Grandes cosas, importantes, nobles, de gran aliento. Eso es lo que debe estar en el centro de nuestro discurso y nuestra lucha. Que la pequeñez y la inmediatez quede para los burócratas, que creen que administrar un problema es suficiente para resolverlo. Las personas comunes y corrientes pueden entender perfectamente cuando se les habla de la felicidad. Los trabajadores, los más pobres, los ancianos, los niños. Hay que hablar al corazón y los anhelos más profundos. Hay que ir más allá de la inercia de la resignación y el escepticismo. Hay que darle el vuelo de un gran horizonte a una política que está cada vez más alejada de las inquietudes profundas. Que la política basada en las pequeñas transacciones quede para los que viven de usufructuar de la política.

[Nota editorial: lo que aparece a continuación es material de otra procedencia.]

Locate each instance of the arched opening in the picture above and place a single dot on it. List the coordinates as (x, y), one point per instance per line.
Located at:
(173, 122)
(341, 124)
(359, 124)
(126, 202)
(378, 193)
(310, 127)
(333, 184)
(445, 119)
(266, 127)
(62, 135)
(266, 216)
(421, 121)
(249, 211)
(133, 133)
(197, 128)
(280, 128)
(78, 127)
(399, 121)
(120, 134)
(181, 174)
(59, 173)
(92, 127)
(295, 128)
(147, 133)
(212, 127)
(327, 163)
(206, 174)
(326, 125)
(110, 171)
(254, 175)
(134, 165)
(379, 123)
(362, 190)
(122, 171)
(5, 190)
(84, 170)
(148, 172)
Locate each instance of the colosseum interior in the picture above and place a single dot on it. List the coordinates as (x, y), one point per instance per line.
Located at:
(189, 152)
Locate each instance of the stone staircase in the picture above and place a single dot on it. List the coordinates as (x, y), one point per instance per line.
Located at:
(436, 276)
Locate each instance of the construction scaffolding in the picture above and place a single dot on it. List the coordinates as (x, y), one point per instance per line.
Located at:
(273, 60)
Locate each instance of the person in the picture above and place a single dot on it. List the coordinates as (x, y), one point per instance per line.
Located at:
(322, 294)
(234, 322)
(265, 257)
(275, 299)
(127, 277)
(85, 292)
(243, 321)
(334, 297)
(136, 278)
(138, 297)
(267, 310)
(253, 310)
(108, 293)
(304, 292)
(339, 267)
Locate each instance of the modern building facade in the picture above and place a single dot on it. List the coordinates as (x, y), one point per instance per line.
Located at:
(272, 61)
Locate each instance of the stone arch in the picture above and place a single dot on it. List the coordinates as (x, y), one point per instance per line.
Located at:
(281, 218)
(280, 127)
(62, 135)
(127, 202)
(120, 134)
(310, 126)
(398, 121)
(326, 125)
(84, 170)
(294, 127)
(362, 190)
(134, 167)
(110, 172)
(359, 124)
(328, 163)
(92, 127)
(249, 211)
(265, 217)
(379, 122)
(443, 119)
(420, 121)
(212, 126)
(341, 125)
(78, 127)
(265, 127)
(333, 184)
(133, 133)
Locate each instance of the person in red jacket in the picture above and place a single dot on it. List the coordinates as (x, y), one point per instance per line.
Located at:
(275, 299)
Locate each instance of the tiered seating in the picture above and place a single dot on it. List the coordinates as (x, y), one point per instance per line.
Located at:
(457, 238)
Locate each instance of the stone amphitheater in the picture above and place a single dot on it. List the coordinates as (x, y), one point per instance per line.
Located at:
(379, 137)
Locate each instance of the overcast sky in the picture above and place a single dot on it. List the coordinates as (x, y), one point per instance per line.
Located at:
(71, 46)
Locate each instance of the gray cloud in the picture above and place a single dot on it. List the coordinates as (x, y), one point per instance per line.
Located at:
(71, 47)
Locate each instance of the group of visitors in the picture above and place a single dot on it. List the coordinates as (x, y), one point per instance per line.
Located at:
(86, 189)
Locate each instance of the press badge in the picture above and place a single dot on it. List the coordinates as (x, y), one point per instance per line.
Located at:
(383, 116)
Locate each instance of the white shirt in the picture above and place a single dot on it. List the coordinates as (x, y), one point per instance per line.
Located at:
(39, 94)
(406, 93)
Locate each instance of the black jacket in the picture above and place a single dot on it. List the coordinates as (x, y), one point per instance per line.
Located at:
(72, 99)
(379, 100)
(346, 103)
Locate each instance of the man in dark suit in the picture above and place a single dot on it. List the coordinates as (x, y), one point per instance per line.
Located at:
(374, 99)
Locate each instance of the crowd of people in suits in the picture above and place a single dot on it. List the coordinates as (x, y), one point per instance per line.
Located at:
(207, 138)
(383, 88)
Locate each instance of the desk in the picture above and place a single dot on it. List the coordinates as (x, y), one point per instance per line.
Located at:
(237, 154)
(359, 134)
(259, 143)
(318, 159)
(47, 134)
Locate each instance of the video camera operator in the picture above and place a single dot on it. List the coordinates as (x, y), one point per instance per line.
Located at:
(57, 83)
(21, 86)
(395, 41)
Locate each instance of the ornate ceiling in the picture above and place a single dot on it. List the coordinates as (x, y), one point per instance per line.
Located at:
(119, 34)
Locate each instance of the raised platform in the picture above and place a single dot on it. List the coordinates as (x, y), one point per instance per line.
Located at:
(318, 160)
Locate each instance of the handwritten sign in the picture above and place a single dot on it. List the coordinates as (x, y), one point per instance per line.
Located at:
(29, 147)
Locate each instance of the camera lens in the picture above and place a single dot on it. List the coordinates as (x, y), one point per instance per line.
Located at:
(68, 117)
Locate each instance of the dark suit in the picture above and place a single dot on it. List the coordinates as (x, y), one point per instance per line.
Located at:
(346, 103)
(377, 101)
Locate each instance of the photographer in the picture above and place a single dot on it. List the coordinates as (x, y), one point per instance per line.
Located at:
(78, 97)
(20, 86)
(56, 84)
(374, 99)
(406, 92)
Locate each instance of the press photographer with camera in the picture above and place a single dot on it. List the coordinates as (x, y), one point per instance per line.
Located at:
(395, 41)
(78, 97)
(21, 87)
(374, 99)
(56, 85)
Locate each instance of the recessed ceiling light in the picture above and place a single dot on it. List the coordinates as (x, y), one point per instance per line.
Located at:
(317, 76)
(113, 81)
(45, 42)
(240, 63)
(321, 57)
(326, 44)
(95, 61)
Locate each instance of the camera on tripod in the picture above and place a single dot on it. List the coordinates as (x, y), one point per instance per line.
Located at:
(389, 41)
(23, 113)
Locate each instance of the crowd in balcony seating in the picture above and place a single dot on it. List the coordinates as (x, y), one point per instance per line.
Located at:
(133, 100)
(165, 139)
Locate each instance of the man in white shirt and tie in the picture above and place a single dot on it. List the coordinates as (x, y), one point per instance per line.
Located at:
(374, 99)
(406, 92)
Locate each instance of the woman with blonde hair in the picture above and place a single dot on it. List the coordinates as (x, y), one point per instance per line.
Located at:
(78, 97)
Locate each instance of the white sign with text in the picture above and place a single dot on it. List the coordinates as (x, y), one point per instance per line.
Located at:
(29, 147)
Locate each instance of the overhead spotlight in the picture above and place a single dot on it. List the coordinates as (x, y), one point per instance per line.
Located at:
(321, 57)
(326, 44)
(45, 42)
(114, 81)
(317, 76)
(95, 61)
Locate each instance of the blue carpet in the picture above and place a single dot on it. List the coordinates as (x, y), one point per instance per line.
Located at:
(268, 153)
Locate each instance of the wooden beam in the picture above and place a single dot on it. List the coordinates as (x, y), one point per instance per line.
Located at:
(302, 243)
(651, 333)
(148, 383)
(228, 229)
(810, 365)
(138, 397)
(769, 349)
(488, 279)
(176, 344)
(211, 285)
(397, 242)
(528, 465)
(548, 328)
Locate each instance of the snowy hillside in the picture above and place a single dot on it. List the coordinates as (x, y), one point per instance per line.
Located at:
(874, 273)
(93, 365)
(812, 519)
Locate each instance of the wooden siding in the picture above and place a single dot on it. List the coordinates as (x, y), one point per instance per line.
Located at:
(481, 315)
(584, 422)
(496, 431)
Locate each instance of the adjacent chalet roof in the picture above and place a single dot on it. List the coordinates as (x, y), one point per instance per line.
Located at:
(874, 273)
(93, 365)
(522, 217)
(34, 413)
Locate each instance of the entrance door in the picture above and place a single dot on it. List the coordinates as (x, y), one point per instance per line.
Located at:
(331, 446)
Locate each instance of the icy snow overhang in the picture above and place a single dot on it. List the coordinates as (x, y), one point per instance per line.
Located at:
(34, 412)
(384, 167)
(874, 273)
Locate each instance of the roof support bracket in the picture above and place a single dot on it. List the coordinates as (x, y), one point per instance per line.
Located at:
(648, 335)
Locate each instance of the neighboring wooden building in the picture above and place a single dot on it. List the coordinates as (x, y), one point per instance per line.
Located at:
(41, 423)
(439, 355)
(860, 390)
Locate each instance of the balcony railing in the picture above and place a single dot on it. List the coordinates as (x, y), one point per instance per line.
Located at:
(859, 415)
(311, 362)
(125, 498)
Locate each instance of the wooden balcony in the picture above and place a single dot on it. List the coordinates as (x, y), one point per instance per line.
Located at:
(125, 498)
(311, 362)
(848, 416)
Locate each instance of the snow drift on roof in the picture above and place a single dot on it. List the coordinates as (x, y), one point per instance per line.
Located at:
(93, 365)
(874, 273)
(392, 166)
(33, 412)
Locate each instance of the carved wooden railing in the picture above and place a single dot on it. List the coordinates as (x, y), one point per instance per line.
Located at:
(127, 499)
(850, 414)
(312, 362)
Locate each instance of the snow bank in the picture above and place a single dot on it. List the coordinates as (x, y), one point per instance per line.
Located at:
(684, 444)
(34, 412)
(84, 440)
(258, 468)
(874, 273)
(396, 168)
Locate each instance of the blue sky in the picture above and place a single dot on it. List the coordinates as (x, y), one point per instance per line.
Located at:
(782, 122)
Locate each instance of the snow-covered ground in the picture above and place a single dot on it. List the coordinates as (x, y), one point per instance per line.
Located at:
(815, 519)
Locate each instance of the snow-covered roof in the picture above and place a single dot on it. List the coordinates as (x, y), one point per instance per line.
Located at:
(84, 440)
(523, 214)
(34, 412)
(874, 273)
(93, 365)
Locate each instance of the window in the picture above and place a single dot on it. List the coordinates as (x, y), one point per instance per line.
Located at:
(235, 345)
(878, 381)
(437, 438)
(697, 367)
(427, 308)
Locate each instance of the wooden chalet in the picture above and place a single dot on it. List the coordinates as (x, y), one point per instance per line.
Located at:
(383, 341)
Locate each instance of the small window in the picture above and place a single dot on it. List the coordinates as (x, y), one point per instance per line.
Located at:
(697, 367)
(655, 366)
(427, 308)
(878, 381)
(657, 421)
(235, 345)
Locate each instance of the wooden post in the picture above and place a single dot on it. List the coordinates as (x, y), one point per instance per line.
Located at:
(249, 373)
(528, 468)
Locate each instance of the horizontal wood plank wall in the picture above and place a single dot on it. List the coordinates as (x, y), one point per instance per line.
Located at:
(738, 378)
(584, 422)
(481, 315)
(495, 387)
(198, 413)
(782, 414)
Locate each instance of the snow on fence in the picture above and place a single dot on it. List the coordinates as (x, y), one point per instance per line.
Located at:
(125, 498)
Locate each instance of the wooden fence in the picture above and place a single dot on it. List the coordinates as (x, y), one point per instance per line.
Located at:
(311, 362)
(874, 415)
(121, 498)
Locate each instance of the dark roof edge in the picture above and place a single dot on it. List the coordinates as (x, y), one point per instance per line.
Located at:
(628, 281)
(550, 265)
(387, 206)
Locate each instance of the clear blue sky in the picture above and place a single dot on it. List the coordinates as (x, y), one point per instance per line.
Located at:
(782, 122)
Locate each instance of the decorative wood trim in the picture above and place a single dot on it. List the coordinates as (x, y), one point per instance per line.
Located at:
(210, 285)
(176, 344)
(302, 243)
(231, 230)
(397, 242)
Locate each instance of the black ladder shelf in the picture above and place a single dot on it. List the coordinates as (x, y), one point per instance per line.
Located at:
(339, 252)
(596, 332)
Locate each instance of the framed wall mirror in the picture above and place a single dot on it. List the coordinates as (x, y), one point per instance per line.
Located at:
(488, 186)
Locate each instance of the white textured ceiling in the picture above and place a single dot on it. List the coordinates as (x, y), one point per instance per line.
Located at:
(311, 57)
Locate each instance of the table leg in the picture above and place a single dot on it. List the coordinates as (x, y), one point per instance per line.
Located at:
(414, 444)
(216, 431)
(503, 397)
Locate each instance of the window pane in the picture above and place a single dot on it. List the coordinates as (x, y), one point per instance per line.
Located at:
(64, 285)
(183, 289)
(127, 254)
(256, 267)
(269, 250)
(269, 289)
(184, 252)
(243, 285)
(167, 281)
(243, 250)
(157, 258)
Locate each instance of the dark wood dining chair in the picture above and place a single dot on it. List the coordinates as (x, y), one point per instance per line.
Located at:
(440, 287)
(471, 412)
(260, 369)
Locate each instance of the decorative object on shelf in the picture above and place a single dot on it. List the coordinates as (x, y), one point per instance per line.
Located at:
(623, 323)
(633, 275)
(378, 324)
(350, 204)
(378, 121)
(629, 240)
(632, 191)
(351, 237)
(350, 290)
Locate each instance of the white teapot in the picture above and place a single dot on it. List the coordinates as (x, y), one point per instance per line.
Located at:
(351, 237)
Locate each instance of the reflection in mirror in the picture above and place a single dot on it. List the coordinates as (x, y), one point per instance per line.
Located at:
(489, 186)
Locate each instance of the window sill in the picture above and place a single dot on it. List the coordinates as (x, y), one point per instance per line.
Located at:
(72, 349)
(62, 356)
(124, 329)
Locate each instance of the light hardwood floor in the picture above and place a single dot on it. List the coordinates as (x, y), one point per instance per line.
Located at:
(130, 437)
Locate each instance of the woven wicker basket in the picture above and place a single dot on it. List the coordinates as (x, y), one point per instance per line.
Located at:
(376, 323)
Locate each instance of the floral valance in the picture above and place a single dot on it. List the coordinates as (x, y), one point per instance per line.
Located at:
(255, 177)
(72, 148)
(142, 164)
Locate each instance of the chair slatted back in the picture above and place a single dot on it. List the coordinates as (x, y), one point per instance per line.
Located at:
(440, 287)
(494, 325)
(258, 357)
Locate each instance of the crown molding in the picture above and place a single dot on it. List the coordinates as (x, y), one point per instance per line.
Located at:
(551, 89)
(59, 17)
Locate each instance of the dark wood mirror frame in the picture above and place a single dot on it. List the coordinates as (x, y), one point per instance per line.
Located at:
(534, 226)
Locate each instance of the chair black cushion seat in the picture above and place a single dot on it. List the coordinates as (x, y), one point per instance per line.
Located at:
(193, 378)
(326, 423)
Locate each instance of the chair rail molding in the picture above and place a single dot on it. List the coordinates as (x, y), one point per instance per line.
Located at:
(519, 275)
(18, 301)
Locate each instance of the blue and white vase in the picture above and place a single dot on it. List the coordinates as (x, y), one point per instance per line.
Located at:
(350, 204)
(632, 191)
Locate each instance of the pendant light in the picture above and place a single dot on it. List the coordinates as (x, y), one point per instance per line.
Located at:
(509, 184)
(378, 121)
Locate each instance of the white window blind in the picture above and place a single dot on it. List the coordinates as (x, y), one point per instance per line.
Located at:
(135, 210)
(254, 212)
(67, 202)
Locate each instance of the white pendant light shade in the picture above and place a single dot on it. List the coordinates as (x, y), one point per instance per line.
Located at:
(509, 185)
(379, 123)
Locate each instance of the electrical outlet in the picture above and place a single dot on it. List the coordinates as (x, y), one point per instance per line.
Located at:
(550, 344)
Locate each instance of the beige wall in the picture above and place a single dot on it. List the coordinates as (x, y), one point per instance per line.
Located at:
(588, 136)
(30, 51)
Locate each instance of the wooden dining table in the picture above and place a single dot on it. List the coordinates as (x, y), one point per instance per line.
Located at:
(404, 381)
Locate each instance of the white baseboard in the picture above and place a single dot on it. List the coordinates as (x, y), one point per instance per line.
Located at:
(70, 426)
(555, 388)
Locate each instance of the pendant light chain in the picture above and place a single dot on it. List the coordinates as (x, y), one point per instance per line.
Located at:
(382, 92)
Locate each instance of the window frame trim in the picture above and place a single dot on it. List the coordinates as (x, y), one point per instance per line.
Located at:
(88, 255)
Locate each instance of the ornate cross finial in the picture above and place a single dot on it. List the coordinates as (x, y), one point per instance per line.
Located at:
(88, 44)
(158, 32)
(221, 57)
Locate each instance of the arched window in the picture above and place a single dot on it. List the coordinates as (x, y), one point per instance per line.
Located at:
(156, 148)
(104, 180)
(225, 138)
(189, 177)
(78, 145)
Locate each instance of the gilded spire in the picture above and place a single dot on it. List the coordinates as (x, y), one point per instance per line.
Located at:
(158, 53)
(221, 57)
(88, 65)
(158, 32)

Hay contradicciones objetivas y subjetivas que permiten convertir este horizonte en política concreta. La cuestión es con qué profundidad asumimos nosotros mismos esas condiciones, y las expresamos en nuestras políticas. Si asumimos de manera radical la posibilidades del estado de desarrollo en que ya se encuentran las fuerzas productivas no tenemos porqué no defender también radicalmente la exigencia de relaciones sociales que expresen auténticamente sus potencialidades. Sólo una perspectiva comunista puede mover los deseos y aunar las voluntades. Nada más ni nada menos. El comunismo es posible. Y es bueno que los que creen en esta posibilidad se llamen a sí mismos, orgullosamente, comunistas.